Peggie sah ihn durchdringend an.

»Das ist doch Unsinn!« sagte sie scharf. »Erledigen Sie, was Barthorpe Ihnen aufträgt, aber kommen Sie nach Portman Square, sobald Sie fertig sind. Ich brauche Sie.«

Dann gab sie dem Chauffeur ein Zeichen und fuhr ab.

Selwood ging langsam und unwillig zurück. Als er die wenigen Stufen hinaufstieg, kam ein junger Mann eilig durch den Eingang und hielt ihn an.
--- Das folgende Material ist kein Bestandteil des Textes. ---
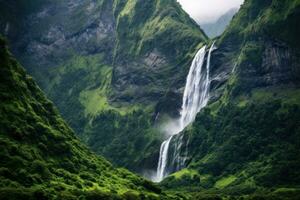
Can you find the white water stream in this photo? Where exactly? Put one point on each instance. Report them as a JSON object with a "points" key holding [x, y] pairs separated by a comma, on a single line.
{"points": [[196, 95]]}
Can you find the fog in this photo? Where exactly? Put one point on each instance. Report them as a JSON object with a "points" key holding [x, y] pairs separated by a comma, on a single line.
{"points": [[206, 11]]}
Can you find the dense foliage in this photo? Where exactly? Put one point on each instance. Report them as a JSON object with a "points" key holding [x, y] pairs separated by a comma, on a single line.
{"points": [[118, 58], [247, 140], [40, 156]]}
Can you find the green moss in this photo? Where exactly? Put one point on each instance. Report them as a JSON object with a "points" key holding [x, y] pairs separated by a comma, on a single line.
{"points": [[42, 158]]}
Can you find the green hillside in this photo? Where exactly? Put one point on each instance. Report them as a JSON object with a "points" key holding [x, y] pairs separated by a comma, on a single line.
{"points": [[40, 156], [115, 62], [247, 140]]}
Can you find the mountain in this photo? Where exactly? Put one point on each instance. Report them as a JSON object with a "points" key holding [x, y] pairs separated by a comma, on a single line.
{"points": [[111, 67], [40, 156], [217, 27], [247, 139]]}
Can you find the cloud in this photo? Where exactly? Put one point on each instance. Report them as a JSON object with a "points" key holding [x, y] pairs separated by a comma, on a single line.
{"points": [[205, 11]]}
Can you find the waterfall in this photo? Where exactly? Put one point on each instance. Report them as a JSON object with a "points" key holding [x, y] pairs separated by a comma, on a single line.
{"points": [[195, 97]]}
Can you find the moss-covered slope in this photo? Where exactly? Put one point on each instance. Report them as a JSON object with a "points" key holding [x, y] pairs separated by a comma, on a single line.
{"points": [[40, 156], [247, 139], [104, 61]]}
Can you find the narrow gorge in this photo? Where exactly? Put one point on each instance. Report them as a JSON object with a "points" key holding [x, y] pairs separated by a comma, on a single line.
{"points": [[195, 97]]}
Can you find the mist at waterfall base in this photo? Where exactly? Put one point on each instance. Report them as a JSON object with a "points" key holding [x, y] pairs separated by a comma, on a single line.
{"points": [[195, 97]]}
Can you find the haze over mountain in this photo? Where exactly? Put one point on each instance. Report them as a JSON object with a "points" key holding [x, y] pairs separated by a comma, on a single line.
{"points": [[216, 28], [140, 85]]}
»Mr. Selwood?« fragte er atemlos. »Entschuldigen Sie, Sie sind doch der Sekretär von Mr. Herapath? Ich habe Sie schon zusammen gesehen. Mein Name ist Triffitt, Berichterstatter vom ›Argus‹. Zufällig erfuhr ich eben auf der Polizeistation, was passiert ist, und ich eilte hierher. Wollen Sie mir nicht alles erzählen? Das ist eine glänzende Gelegenheit für mich. Ich kann dann sofort zur Redaktion, und im Handumdrehen kommt ein Extrablatt heraus. Und ob Sie es mir glauben oder nicht, das wird der Polizei bei ihren Nachforschungen riesig helfen. Also geben Sie mir die Unterlagen!«

Selwood starrte den Zeitungsmann verwundert an, dann führte er ihn in die Eingangshalle, wo Barthorpe Herapath mit dem Polizeiinspektor stand.

»Dies ist Mr. Triffitt vom ›Argus‹. Er möchte gern wissen, was hier vorgefallen ist.«

Barthorpe musterte den Fremden von oben bis unten, während dieser eine Karte aus der Tasche zog und sie mit einer Verbeugung überreichte.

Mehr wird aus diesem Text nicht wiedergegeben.